Lloyd is a pretty good speaker. He has a sense of humour that was maybe lost on some of his audience -- but would probably get a lecture hall of his students to react. Unfortunately, he brought his classroom lecture style to an audience that was peppered by idiots. Lloyd invited questions -- asking to be interrupted if the audience didn't understand. The idiots of the audience saw this as an open invitation to interrupt with some of the most inane questions.

Seth Lloyd is at the forefront of research in quantum computing -- the branch of science that uses the quantum properties of atoms to process information. His research has led him to conclude that the universe itself is digital. At the lowest levels, particles are processing information, and as the universe ages, more information is getting produced. In effect, everything is part of the greater sum, and the greater sum is a universe that is a gigantic information processing entity. Everything is computing. The particles that make up you and I are working away processing information -- although that information may be completely meaningless. Yet this processing in his view is what is responsible for reality as we know it. Everything is connected, everything interacts, and from that processing, reality is produced. Lloyd believes that looking at the universe as an information processor at the lowest levels, is key to understanding the origins of the universe, its evolution, and where its going. Eventually, he expects that this view of the universe may help in creating and understanding a unified theory of everything.

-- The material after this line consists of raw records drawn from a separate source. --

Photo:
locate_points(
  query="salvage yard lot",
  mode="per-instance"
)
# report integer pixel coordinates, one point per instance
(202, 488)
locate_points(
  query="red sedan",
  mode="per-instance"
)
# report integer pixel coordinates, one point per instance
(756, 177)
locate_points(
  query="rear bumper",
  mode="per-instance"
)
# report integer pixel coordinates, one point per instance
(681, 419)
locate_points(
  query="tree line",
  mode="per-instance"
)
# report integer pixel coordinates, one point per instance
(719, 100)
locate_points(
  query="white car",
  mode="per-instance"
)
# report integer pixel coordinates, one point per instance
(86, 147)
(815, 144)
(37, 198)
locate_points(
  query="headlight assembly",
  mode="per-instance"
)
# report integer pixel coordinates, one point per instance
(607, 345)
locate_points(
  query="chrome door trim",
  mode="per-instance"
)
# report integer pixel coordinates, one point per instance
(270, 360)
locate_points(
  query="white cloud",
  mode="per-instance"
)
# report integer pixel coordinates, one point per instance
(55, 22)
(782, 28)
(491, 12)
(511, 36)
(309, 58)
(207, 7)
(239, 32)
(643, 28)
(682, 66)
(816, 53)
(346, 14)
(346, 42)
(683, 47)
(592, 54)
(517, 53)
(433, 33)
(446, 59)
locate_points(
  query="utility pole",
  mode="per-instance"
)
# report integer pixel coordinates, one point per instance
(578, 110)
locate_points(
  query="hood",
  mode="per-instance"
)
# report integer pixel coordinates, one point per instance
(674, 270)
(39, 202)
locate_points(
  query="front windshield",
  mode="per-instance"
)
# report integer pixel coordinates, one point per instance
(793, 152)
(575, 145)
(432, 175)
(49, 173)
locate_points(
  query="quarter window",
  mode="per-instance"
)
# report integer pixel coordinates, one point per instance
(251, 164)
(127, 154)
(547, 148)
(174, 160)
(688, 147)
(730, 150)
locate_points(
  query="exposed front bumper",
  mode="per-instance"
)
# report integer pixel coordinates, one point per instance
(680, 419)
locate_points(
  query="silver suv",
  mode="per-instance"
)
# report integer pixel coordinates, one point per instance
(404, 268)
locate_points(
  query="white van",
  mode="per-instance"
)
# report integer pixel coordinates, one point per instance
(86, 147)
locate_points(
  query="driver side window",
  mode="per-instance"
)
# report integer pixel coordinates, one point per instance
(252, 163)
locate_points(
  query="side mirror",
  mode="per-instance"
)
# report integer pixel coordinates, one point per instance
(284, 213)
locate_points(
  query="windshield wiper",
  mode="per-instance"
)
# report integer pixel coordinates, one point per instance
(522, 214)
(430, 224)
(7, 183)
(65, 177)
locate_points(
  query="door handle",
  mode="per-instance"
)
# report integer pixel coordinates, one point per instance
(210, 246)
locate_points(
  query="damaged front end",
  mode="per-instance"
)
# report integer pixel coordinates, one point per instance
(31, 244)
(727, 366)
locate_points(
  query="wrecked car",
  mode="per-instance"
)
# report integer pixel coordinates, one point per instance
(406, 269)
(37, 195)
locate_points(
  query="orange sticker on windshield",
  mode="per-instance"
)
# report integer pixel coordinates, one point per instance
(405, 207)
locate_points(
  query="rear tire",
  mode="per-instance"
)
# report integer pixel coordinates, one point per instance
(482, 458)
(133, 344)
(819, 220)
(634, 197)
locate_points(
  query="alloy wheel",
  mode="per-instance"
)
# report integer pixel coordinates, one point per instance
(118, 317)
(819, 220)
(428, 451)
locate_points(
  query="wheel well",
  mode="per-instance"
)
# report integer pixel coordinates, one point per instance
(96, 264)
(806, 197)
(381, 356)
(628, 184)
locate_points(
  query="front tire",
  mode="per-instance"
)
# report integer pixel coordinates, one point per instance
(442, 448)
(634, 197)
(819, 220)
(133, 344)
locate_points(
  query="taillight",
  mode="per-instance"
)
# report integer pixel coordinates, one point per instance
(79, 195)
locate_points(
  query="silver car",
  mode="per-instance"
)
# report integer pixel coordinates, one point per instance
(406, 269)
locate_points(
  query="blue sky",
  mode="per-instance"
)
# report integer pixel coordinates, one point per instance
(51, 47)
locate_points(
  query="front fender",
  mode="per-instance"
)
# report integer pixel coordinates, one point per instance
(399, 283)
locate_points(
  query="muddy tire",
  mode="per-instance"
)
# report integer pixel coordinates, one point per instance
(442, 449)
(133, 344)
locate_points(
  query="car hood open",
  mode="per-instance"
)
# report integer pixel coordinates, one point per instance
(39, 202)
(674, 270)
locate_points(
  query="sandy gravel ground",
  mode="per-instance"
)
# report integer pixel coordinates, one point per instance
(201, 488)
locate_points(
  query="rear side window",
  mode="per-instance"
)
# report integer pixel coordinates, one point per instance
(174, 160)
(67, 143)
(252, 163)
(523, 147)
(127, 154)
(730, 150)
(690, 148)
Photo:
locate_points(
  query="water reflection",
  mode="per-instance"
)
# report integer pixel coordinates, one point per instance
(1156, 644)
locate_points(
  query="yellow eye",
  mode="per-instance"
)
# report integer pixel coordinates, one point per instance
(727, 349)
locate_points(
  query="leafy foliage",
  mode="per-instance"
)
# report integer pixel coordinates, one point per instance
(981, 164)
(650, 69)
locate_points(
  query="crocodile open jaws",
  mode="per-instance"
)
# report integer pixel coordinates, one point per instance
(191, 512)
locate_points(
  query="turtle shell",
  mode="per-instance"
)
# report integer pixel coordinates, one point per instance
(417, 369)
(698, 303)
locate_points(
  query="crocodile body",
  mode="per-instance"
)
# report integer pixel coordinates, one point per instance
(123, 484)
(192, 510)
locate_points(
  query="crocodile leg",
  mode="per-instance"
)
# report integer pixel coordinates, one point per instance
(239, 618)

When you think of the universe as a computer, and you understand that the information processing occurring at a fundamental, quantum level, is very, very simple, you might think, so what? What's the big deal? Isn't looking at the quantum information processing of the universe just an analogy? And you would be right to ask such a question. When you realize however, that at at a fundamental level, all complex computer programs really just build on the routines of previous, simpler programs, leading all the way back to the fundamental on/off switch, you start wonder. At least I do -- on a philosophical level. What the universe is, will be, becomes something very difficult to contemplate. I am not conceited enough to think that we are the paragon of its evolution -- but we're certainly a part of it, a small part perhaps -- and a small part that is observing the whole in wonder, and seeing ourselves in it, are left with many unanswered questions.